Central Limit Theorem (CLT)

  • Definition:

    • States that the sampling distribution of any statistic becomes normal as the sample size increases.
  • Criteria for CLT to Hold:

    • Samples must be independent.
    • Observations should be randomly collected.

Importance of Sampling Distribution

  • Mean of Sampling Distribution vs Population Mean:

    • The mean of the sampling distribution equals the population mean.
    • The sample mean is an unbiased estimate of the population mean.
  • Standard Error:

    • Defined as the standard deviation of the sampling distribution.
    • Indicates natural fluctuations or error from sample to sample.

Standard Error and Confidence Intervals

  • Standard Error (SE) Calculation:

    • Formula: SE = Population Standard Deviation / √Sample Size
    • In practice, use sample standard deviation since population standard deviation is often unknown.
  • Confidence Interval (CI):

    • A range of values likely to contain the true population mean.
    • Calculated using the standard error.
  • Implications of Sample Size:

    • Larger sample sizes reduce standard error and result in narrower confidence intervals (more precise estimates).

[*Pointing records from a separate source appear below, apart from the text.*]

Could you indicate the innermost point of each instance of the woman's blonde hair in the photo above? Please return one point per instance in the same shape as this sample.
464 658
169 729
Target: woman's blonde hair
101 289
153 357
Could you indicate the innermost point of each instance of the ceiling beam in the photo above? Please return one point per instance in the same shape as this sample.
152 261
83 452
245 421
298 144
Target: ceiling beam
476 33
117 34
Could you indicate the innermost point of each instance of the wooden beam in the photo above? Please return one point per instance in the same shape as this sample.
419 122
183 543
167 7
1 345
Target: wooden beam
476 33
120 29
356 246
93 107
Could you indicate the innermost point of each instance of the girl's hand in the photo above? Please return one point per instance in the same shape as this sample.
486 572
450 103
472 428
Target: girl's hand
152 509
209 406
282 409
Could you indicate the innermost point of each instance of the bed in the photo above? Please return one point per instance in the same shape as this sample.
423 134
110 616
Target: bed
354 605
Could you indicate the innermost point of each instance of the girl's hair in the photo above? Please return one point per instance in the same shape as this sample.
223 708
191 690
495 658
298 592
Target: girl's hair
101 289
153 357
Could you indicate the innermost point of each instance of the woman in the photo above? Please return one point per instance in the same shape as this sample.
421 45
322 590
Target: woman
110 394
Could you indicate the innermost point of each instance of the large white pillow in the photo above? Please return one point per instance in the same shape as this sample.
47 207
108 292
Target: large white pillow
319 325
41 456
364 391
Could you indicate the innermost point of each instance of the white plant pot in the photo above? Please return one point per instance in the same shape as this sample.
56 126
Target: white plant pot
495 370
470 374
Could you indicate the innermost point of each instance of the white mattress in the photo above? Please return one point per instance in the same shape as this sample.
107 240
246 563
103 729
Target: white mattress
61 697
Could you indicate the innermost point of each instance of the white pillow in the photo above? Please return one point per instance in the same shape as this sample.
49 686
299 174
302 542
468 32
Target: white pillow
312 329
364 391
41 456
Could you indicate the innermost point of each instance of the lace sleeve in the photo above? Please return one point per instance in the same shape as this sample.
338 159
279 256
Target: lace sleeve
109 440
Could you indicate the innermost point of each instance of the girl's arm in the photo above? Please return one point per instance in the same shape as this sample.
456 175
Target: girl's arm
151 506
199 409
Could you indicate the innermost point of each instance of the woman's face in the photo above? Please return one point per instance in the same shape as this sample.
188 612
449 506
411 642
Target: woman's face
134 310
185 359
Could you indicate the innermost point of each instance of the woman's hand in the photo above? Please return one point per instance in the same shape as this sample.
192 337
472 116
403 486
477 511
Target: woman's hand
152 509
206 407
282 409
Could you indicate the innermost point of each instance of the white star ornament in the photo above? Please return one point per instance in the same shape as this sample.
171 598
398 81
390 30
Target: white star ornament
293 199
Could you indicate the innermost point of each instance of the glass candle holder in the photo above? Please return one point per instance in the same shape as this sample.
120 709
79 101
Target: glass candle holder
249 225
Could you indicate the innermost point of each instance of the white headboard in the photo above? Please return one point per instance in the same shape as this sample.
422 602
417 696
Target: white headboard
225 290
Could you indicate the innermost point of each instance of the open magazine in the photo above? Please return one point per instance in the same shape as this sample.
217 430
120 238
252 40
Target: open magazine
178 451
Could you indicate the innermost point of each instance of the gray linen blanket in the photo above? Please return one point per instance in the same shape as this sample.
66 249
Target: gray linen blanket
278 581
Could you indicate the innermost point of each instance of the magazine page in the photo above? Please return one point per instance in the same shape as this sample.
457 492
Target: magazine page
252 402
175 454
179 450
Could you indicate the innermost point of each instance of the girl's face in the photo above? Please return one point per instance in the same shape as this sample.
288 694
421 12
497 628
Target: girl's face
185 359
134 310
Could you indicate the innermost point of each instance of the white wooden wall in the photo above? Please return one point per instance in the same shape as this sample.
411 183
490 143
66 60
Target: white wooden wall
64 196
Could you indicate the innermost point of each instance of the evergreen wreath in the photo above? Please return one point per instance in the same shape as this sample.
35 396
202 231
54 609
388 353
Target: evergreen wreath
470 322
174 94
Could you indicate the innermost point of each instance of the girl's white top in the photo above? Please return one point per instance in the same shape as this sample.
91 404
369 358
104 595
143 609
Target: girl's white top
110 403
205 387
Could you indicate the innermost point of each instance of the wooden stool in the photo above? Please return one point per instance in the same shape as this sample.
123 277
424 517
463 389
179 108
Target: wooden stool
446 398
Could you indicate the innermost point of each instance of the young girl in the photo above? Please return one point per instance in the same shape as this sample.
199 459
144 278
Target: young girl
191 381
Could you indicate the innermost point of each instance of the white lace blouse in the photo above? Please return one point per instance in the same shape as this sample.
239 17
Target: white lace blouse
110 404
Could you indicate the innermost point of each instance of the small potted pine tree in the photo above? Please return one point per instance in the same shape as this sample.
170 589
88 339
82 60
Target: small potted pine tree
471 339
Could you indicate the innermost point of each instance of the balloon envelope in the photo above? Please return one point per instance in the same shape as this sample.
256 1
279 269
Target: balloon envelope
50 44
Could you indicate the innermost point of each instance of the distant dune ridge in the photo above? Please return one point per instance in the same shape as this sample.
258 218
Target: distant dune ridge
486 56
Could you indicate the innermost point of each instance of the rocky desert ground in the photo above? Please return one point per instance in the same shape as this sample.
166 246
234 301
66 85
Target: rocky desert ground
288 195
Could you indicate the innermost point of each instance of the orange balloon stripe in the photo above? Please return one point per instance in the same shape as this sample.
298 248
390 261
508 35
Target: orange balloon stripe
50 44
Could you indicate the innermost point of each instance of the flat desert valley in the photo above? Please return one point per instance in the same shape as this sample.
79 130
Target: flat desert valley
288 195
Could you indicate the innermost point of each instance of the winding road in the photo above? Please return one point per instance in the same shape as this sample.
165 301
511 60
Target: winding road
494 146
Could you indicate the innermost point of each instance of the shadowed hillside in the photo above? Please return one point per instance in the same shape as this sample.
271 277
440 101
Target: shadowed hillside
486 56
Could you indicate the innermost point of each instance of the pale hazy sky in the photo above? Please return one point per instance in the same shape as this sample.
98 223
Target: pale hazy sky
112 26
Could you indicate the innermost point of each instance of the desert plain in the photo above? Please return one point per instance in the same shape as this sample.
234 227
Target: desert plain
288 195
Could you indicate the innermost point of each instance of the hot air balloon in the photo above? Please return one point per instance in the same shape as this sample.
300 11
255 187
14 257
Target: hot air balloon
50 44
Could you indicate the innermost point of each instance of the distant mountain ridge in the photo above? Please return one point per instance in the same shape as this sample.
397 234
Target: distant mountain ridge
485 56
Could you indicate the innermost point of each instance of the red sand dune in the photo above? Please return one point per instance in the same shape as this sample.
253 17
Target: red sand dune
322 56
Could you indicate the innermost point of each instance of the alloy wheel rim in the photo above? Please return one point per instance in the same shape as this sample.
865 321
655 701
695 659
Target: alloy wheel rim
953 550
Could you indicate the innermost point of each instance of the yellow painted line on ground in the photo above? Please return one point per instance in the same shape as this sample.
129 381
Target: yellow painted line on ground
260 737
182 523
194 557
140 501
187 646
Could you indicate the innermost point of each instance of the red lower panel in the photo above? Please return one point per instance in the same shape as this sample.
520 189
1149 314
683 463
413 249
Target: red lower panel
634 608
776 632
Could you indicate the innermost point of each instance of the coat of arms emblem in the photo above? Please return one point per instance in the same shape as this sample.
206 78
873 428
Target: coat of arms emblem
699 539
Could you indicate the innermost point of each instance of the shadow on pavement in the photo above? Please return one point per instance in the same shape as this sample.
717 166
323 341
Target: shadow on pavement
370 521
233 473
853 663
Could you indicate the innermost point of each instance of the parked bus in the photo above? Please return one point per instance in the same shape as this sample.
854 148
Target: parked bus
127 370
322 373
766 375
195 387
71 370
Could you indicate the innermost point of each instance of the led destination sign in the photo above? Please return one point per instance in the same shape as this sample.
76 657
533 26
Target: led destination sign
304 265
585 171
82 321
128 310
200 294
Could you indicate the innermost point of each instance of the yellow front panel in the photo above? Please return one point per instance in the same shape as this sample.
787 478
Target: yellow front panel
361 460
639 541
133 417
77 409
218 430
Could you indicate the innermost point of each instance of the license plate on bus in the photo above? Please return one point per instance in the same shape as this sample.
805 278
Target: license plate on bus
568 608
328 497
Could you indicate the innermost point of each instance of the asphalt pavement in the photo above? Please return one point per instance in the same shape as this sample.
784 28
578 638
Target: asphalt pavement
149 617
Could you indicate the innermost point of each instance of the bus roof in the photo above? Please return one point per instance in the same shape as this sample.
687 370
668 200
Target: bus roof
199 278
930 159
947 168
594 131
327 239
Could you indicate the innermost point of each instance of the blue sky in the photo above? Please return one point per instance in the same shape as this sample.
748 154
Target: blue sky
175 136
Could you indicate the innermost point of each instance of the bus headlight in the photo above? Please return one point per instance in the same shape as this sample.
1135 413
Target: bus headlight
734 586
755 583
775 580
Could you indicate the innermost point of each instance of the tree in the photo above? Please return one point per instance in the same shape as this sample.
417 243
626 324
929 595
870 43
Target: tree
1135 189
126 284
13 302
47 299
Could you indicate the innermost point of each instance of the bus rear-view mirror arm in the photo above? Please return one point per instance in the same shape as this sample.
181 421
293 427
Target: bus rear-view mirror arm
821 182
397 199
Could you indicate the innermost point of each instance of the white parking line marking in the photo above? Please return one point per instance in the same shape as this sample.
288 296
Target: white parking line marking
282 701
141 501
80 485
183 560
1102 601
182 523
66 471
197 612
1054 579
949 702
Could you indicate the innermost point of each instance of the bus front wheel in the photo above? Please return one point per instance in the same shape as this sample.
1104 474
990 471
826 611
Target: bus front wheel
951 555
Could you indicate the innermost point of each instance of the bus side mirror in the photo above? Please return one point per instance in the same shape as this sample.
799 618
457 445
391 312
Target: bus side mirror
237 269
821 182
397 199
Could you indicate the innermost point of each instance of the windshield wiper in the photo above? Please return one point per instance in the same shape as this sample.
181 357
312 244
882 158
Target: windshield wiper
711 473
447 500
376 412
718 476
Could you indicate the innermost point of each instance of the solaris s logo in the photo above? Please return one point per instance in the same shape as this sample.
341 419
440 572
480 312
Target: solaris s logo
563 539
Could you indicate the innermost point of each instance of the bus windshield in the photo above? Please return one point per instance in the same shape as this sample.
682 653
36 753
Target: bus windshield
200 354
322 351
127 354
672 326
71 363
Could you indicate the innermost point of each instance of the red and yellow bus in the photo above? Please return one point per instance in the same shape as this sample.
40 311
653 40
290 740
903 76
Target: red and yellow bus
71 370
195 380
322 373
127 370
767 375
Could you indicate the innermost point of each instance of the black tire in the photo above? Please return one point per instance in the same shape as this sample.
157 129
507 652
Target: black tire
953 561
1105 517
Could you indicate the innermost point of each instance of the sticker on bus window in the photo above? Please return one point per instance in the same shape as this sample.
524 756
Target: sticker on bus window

Challenges in Practical Research

  • In real-world scenarios, researchers often have only one sample.
  • True population standard deviation is usually unknown.
  • Solution: Use sample standard deviation to estimate population standard deviation.

T-Distribution

  • Introduction to T-Distribution:

    • Used when sample sizes are small (less than 1000).
    • Heavier tails than normal distribution.
    • Developed for estimating population parameters when sample sizes are small.
  • Example Using T-Distribution:

    • Scenario: Researcher claims college students spend 9 hours a day on phones.
    • Small sample size collected, leads to calculation of sample mean and standard deviation.
    • Use T-distribution to estimate confidence interval and evaluate the claim.
  • Historical Context:

    • Developed by William Gosset at Guinness Brewery under pseudonym "Student".
    • Addressed issues with small sample sizes using a normal distribution.

Summary

  • Recap:

    • Importance of sampling distributions in statistical inference.
    • Use of central limit theorem to justify normality assumption.
    • Variability in sample estimates captured by standard error.
    • Confidence intervals provide a range for the likely population mean.
  • Transition to T-Distribution:

    • Solution to problems with small sample sizes by using T-distribution as a model.